In this system, cells that are, or ever were, alpha cells are labeled with the green cell marker, Green Fluorescent Protein. After developing these tools and model systems, under basal conditions where no drug treatment is performed, I anticipate that all alpha cells will be green, and no beta cells will be green. In response to drug treatment, alpha cells will remain green, and some percentage of beta cells will also be permanently marked green, indicating that they were once alpha cells.

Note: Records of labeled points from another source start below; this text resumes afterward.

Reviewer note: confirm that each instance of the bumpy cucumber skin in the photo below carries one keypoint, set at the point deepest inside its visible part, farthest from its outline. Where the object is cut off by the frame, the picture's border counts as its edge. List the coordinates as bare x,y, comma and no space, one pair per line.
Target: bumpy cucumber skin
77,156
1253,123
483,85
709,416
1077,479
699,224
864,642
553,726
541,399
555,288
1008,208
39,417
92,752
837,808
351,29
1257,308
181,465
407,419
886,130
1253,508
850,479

Collectively, I expect these anticipated results to signify an important advance in the field of human beta cell regenerative drug development, as it will help us conclusively determine if alpha-to-beta cell transdifferentiation can take place upon harmine (+/- exendin-4).
Relevance to T1D
This is a highly relevant study to T1D research. In broad terms, it investigates the potential of human alpha-to-beta cell transdifferentiation upon beta cell regenerative drug treatment. Further, it also aims to understand other possible fate conversion events that may be happening in human islets with regenerative drug treatment. T1D results from the insufficient amount of functional beta cells. Therefore, therapeutic approaches that aim to increase the beta cell mass in humans with T1D presents an important avenue to pursue. Beta cell regenerative drugs, exemplified by harmine (with or without the addition of exendin-4) have been extensively studied and shown to be robust inducers of beta cell mass in the past decade. Our studies showed that the increase in the human beta mass was also accompanied by reversal of diabetes. Nonetheless, the detailed mechanisms of action of these drugs remains incompletely defined.
Collectively, the proposed study provides: 1) unique, essential and novel tools for human diabetes researchers; 2) the opportunity to define or refute for the first time the existence of “human alpha-to-beta transdifferentiation”; and, 3) surprising and welcome good news for all people with T1D: abundant alpha cells can be converted to beta cells, even in the rare case where there are no beta cells remaining.